Vitamin D and Steroids


Steroids are frequently prescribed by physicians for a variety of clinical disorders such as asthma, low back pain, rheumatoid arthritis, inflammatory bowel disease, M.S., and Systemic Lupus Erythematosus. Quite often, patients stay on steroids for a long duration. And end up experiencing serious side-effects, which are sometimes even worse than the original disease, such as avascular necrosis of hip or shoulder, serious infections, diabetes, high blood pressure, glaucoma, macular edema, proximal myopathy, severe osteoporosis which can lead to fragility fractures.

Steroids and Vitamin D

While there are several mechanisms how steroids can cause their side-effects, vitamin D deficiency appears to be a major pathway. Steroids antagonize the beneficial effects of vitamin D. For example, in bone, vitamin D enhances bone formation by stimulating osteoblasts, increasing calcium absorption from intestines and preventing secondary hyperparathyroidism. Steroids do exactly the opposite: they have inhibitory effect on osteoblasts, decrease calcium absorption from intestines, increase calcium wasting from kidneys and cause secondary hyperparathyroidism. In this way steroids cause a rapid bone loss (osteoporosis).

In addition, Vitamin D boosts up immune system whereas steroids suppress it. Vitamin D reduces blood pressure whereas steroids increase it. Vitamin D reduces insulin resistance whereas steroids increase it. Vitamin D builds up muscles whereas steroids cause myopathy.

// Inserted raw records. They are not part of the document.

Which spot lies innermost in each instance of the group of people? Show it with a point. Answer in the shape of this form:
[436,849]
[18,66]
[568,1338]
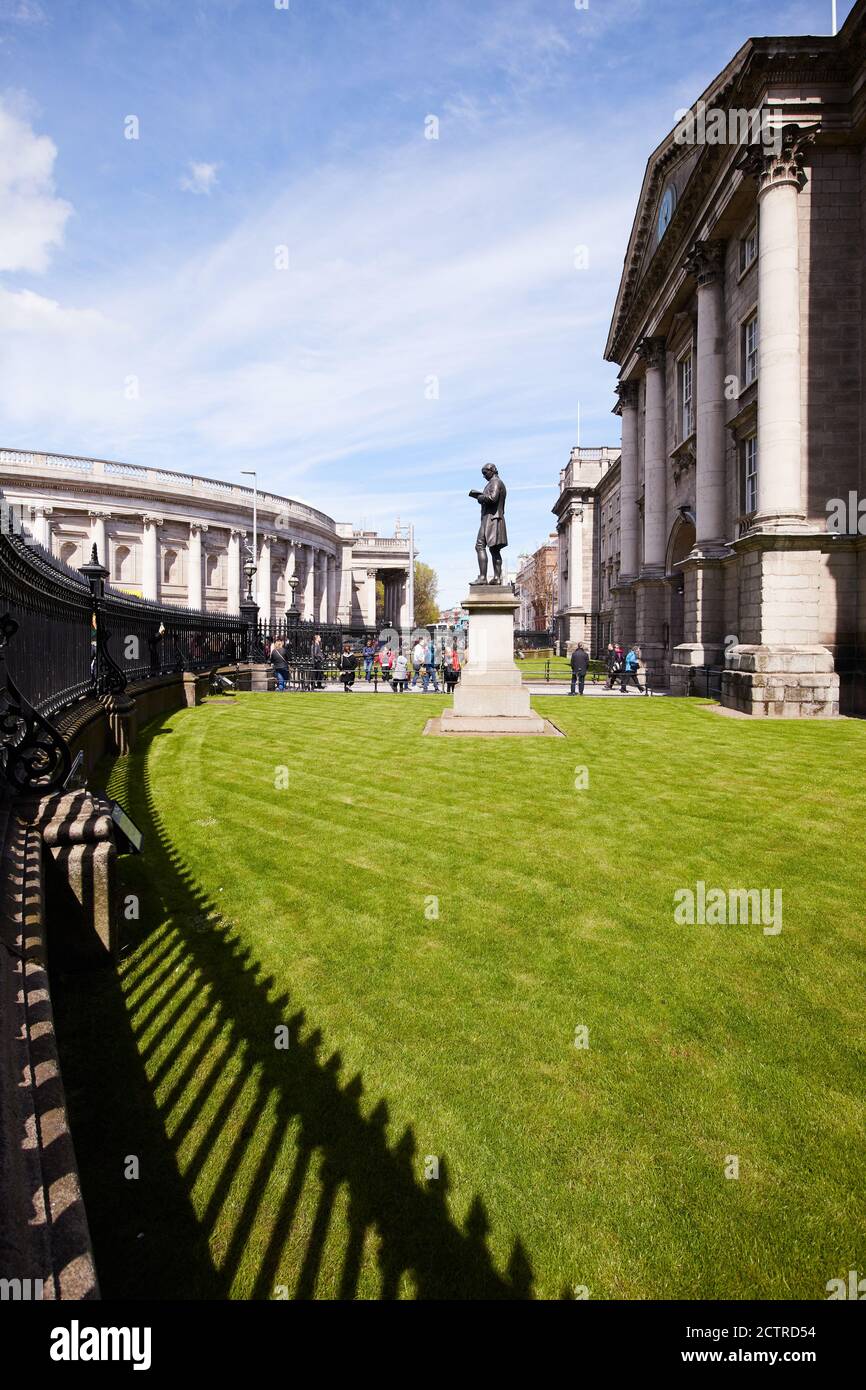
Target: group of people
[622,666]
[380,662]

It is pretty obvious that steroids antagonize the effects of vitamin D.

What is the mechanism?

One mechanism is that steroids alter the vitamin D receptor. Steroids also cause obesity, and consequently, decrease the available circulating vitamin D. There could be other mechanisms as well.

From a clinical point, steroids rob you off the beneficial effects of Hormone D in as little as 5 days. Therefore, I recommend my patients to double the dose of vitamin D while they go on steroids, and pay close attention to their serum and urine calcium. Salt restriction to 3 grams per day and use of a thiazide diuretic can reduce the urine calcium wasting.

"Prevention is better than cure" is your best bet when it comes to steroid-induced osteoporosis because no drug available currently can effectively treat this type of osteoporosis.